1. Hebert PR, Gaziano JM, Chan KS, Hennekens CH. Cholesterol lowering with statin drugs, risk of stroke, and total mortality. An overview of randomized trials. JAMA. 1997;278:313-21.

2. Third report of the National Cholesterol Education Program (NCEP) Expert Panel on detection, evaluation, and treatment of high blood cholesterol in adults (Adult Treatment Panel III). Circulation. 2002;106:3143-421.

3. Grundy SM, Cleeman JI, Merz NB, et al. Implications of recent clinical trials for the National Cholesterol Education Program Adult Treatment Panel III Guidelines. Circulation. 2004;110:227-39.

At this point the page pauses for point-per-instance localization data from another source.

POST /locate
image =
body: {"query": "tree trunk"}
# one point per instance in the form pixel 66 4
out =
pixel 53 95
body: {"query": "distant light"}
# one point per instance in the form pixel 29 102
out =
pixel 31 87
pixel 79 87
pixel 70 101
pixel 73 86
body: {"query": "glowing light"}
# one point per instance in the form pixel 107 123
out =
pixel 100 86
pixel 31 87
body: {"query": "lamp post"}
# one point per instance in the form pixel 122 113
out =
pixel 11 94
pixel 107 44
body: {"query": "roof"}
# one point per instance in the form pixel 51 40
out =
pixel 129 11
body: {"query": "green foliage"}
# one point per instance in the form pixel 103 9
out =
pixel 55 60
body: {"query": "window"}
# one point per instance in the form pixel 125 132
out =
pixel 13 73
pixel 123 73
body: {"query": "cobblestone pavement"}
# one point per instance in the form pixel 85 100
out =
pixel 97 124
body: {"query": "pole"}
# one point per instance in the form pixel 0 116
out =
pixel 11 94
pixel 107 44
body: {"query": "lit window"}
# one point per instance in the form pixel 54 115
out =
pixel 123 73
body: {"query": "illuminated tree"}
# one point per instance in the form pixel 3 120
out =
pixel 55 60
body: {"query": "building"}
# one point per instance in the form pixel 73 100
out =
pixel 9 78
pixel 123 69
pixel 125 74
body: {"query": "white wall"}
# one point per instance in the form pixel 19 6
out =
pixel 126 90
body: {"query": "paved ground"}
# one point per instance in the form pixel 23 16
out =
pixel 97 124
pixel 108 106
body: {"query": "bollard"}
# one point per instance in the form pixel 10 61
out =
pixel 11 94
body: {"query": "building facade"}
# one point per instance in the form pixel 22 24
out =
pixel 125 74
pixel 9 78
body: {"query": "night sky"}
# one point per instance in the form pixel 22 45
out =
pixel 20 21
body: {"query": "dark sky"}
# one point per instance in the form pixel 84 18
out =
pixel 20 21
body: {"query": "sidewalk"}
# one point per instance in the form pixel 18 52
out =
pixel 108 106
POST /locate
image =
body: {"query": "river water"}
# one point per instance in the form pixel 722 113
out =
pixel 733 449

4. Hu G, Qiao Q, Tuomilehto J, et al. Metabolic syndrome predicts higher cardiovascular and all-cause mortality. Arch Intern Med. 2004;164:1066-76.

5. Gould AL, Rossouw JE, Santanello NC, et al. Cholesterol reduction yields clinical benefit: Impact of statin trials. Circulation. 1998;97:946-52.

6. Girona J, La Ville AE, Plana N, et al. Simvastatin decreases aldehyde production derived from lipoprotein oxidation. Am J Cardiol. 1999;83:846-51.

7. Ballantyne CM, Corsini A, Davidson MH, et al. Risk for myopathy with statin therapy in high-risk patients. Arch Intern Med. 2003;163:553-64.

8. Key TJ, Thorogood M, Appleby PN, Burr ML. Dietary habits and mortality in 11,000 vegetarians and health conscious people: results of a 17 year follow up. BMJ. 1996;313:775-9.

9. Chen W, Srinivasan SR, Li S, et al. Metabolic syndrome variables at low levels in childhood are beneficially associated with adulthood cardiovascular risk: the Bogalusa Heart Study. Diabetes Care. 2005;28(1):126-31.